Brautigam/Die Kölner Akademie/Willens (BIS).
Modern:
Goode/Orpheus CO (Nonesuch).
Among others on my shelves, I always enjoyed the Wiener Symphoniker/Buchbinder (Klavier und Leitung) complete cycle on Profil, very alert and expressive and echt-Viennese, but haven't heard it for some years.....
23....Playing now..... soloistically and orchestrally, this still sounds very good....!

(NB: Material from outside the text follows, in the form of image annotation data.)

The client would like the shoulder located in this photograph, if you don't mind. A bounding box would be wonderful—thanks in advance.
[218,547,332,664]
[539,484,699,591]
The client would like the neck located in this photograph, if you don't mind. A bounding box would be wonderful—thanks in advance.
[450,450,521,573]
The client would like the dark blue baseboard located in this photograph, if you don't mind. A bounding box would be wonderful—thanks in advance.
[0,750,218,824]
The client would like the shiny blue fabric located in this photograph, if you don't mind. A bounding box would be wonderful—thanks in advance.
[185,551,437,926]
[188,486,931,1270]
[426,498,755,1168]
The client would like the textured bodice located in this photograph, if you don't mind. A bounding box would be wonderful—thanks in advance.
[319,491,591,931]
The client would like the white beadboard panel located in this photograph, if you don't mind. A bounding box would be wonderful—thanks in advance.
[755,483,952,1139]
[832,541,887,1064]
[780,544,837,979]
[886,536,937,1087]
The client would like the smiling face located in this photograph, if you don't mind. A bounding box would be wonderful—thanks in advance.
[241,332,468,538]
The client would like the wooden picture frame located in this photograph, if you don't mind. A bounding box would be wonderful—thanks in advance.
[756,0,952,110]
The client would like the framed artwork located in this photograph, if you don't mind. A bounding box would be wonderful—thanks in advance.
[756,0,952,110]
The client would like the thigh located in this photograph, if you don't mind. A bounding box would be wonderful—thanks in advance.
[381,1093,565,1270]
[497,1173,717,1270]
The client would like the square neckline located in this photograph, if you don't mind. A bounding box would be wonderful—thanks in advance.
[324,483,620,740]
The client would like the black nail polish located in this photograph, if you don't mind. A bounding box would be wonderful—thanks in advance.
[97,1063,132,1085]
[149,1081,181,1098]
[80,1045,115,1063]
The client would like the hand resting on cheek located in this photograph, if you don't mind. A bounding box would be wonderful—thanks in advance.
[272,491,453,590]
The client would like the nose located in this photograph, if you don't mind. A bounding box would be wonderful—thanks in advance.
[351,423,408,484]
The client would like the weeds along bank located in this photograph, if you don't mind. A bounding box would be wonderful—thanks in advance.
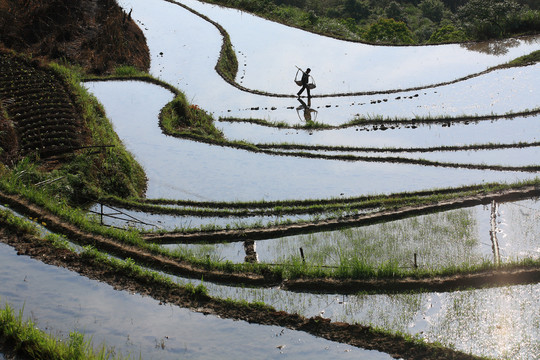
[0,50,146,204]
[0,0,150,74]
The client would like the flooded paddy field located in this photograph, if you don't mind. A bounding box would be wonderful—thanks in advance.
[163,199,540,269]
[0,244,391,360]
[88,82,536,201]
[0,0,540,359]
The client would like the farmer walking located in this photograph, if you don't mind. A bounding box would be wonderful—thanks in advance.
[297,68,311,99]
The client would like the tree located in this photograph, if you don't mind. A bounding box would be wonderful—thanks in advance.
[366,18,414,44]
[458,0,520,38]
[344,0,371,20]
[428,24,467,44]
[419,0,444,23]
[385,1,403,21]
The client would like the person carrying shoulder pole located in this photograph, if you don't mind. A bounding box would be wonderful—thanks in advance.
[297,68,311,99]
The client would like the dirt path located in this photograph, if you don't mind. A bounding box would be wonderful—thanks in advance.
[0,187,540,294]
[0,228,478,360]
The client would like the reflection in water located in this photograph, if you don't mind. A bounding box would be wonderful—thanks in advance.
[461,39,532,56]
[296,97,318,123]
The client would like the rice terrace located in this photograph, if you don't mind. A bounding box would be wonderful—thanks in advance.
[0,0,540,360]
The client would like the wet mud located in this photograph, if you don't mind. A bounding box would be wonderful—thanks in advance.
[0,186,540,294]
[0,228,478,359]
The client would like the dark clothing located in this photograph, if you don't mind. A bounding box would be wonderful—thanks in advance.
[297,72,311,98]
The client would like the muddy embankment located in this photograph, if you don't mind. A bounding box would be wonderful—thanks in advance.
[0,226,478,359]
[0,186,540,294]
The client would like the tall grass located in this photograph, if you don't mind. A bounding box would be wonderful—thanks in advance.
[0,304,126,360]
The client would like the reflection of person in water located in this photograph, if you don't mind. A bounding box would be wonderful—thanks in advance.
[297,68,311,99]
[296,98,317,122]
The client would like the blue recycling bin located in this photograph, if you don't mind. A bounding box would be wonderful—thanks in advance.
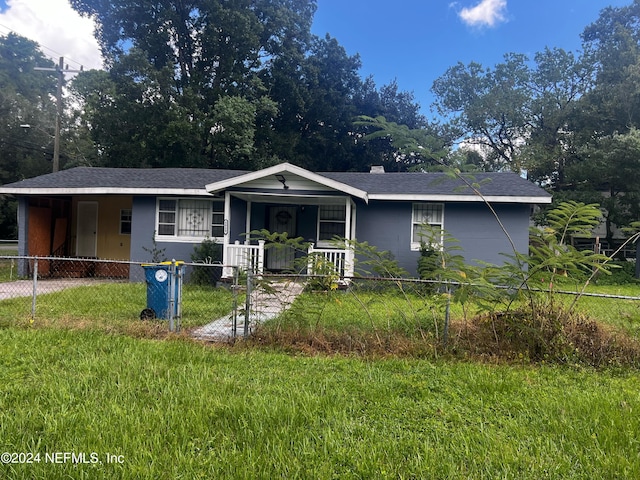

Not sure which piano Buchbinder uses, but it is very light and tuneful under his fingers..... and those VSO strings (not too many of them) are really lovely! This is just gorgeous, the longer it goes on...
I'll try to listen to the alternative Buchbinder/CMW/NH the Barrett mentions later....Last edited by jayne lee wilson; 09-08-21, 14:05.
Comment
-
-
For what it's worth, I've tried Curzon/LSO/Kertesz (not Curzon quite at his best IMHO, and piano too bright, forward, prominent, i thought), and Solomon/Philharmonia/Menges, which I loved, and Solomon is sublime in the slow movement. He gets marvellous restrained singing from his instrument, and then deep pools of sound when it's finally chordal. The Philharmonia is full of spirit and expression. Again, the piano is too forward, and dominant, but you hang on to Solomon's every note, as it were, anyway.
(PS Curzon is at his best in the Orfeo disc with Kubelick and the BRSO, in Mozart 21 and 24!)
Comment
-
-
When deciding to listen Mozart's Piano Sonatas I most often find myself turning to Walter Klien for his stylish and lucid interpretations and I like his recording of K488 with the Wiener Volksoperorchester under Peter Maag for the same reason. For me this good old Vox Turnabout version has really stood the test of time.